Tuesday, November 14, 2006

The Sadhu And The Enigma

The idea behind the Virgin comics line seems to be to bring the world of movies and the world of comic books closer together. Of course, they could hardly be any closer - both are pictorial mediums, generally narrative in structure, and the genre trappings most popular in many comic books - superheroes, mainly - are now also the very same genre trappings most popular in many films.

Basically put however, the physical limitiations of each medium restrict them from coming any closer - see what happens, for example, if you try to turn the page of your local cinema screen to see what is coming next - but as media go, comics and movies are certainly much, much more intertwined than, say, TV and radio or Theatre and video games.

The two have been closing in on eachother for the best part of a decade, culminating in such successful hybrids as the hyper-noir expressionism of Sin City or the 'jump-cut panels' opening sequence of American Splendor. Sometimes, the distinctions between the two media are unwittingly exaggerated, such as Ang Lee's split-screen compositions and CGI transitions in The Hulk, which took the language of film further away from that of comics, not closer to it.
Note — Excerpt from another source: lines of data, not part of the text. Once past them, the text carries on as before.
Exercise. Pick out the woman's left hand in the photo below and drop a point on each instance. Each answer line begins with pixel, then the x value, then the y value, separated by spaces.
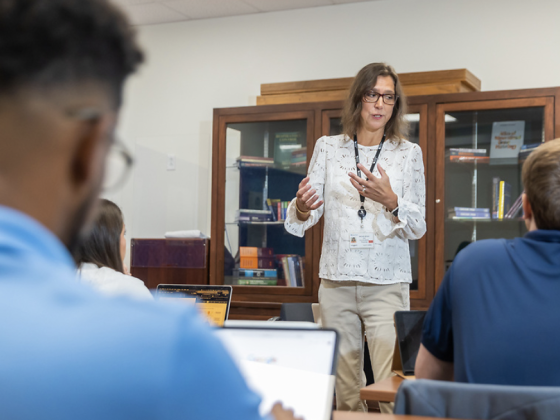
pixel 376 189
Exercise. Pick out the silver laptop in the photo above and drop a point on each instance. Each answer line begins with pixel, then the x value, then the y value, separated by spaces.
pixel 295 366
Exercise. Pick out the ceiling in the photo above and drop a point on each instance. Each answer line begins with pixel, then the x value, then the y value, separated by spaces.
pixel 148 12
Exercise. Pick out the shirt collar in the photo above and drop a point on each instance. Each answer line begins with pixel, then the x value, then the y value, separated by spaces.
pixel 19 231
pixel 542 235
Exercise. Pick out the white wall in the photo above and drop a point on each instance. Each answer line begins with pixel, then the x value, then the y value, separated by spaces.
pixel 196 66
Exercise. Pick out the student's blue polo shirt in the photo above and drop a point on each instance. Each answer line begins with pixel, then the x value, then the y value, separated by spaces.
pixel 68 353
pixel 496 315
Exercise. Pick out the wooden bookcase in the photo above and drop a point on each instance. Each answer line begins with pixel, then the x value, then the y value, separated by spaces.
pixel 434 131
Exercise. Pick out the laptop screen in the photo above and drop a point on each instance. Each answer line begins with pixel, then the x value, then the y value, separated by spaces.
pixel 409 336
pixel 213 301
pixel 293 366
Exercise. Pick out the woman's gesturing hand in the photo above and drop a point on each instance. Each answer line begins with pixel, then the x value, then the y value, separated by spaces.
pixel 306 199
pixel 376 189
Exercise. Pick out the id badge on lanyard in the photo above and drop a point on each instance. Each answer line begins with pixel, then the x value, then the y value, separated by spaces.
pixel 363 240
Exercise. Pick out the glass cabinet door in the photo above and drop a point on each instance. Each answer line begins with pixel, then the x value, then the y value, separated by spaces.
pixel 265 162
pixel 417 119
pixel 483 151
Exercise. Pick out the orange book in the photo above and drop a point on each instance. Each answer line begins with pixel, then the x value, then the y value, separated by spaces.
pixel 253 251
pixel 256 262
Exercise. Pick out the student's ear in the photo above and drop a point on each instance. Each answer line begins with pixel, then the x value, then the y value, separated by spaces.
pixel 92 144
pixel 527 210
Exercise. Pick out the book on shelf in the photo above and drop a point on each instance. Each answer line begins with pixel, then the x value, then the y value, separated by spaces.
pixel 461 158
pixel 284 145
pixel 255 273
pixel 516 207
pixel 248 161
pixel 251 215
pixel 506 141
pixel 526 150
pixel 467 152
pixel 271 205
pixel 495 196
pixel 505 199
pixel 253 251
pixel 257 262
pixel 256 281
pixel 291 269
pixel 469 213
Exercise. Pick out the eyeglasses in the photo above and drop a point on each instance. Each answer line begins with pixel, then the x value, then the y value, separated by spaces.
pixel 118 165
pixel 119 160
pixel 388 98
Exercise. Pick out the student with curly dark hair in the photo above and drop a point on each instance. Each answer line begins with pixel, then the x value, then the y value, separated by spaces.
pixel 100 255
pixel 67 353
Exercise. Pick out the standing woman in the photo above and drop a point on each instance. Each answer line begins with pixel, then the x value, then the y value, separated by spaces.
pixel 371 182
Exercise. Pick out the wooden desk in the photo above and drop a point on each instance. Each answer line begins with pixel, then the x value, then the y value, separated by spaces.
pixel 345 415
pixel 383 391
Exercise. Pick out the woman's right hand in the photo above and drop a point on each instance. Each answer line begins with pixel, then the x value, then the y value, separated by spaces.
pixel 306 199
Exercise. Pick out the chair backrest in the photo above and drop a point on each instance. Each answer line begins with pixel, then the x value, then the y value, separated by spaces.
pixel 477 401
pixel 296 312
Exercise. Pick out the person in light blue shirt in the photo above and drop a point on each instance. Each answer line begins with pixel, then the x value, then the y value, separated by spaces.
pixel 67 353
pixel 494 318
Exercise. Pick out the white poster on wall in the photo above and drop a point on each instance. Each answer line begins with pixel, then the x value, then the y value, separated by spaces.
pixel 507 139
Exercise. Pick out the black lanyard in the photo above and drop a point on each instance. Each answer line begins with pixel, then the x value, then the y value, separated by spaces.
pixel 362 211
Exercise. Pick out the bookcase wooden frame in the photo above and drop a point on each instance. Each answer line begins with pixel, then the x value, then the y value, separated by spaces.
pixel 263 302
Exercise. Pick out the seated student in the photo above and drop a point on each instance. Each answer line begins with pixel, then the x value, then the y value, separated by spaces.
pixel 67 353
pixel 494 319
pixel 101 252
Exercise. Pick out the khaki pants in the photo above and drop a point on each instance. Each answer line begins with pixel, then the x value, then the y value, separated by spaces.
pixel 351 308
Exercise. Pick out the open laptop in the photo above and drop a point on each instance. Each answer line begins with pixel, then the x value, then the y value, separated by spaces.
pixel 290 365
pixel 408 325
pixel 213 301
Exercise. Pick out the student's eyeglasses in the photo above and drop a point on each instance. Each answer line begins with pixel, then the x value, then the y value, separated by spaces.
pixel 388 98
pixel 119 161
pixel 118 165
But this is all fairly irrelevant in Virgin Comics' plans for the two media. They want to bring comics and movies together not in any aesthetic sense - but purely in business terms.

Just announced is a big screen adaptation of their comics series The Sadhu. Created by Gotham Chopra, the screenplay adaptation is being written by his father, Deepak. To star, and co-produce, is Nic Cage who, in a strange father-and-son echo of the Chopra's collaboration, is also writing a comic for Virgin with his own 15 year old boy. It is, fittingly, going to be called The Enigma (as in "What were they thinking?", "What's wrong with Nicolas Cage?" and "How on earth did this get to a third issue?")

There is probably some massaging of egos going on here - an international, well-moneyed comic book publisher can't get somebody better to write on of their titles than Nicolas Cage and a teenage boy? A comic book needs to be adapted for the big screen and there's nobody more suited to the job than the writer's dad? - but mainly, I think it's a quite desperate and out of touch attempt at hype, at marketing through the drumming up of marquee names.

Cage is a misfire, though, to say the least. If there is such a thing as 'the comic book community' and if they do have any significant effect on box office for movies, their feelings for Nic Cage (running all the way from mild disdain to full on apathy, I expect) will be made abundantly clear when Ghost Rider flops dismally in the new year. And Deepak Chopra? Please.

Virgin Comics are sitting on some great unexploded bombs, however, in the shape of the unproduced Terry Gilliam films I detailed in a previous post here on film ick. Not particularly likely to get the tills ringing like a Las Vegas jackpot, the chances are that they could actually be very good. In fact, if the translation to comic book is handled properly, they could be truly amazing.

Gilliam's interest is in seeing these unproduced tales eventually be made as films, I believe. Perhaps some respectable sales on the comic book scale (where we're talking figures in the thousands, not millions) could convince producers to be a little more daring with him, but if any subsequent films then stand or fall at the box office, it won't have a thing to do with the comic books, just the films themselves, and - sadly, of course - their marketing.

Virgin should stop trying to milk lowest commom denominator comics with a pseudo-spiritual spin or half-baked tie-ins with disinterested filmmakers and simply set about the business of looking for good creators and letting them create. Where else did Spider-Man, Superman, Ghost World or American Splendor begin?

2 comments:

Big Al said...

not sure if you'd gotten this bit and written it off as pap, but apparently nicholas cage is attached to The Sadhu

http://www.aintitcool.com/node/30698

Mark Kardwell said...

I think Virgin Comics launching a title called "The Enigma" will get DC/Vertigo/Pete Milligan/Duncan Fegredo's lawyers' knickers in a twist. Now that was a comic, and still in print. Highly recommended.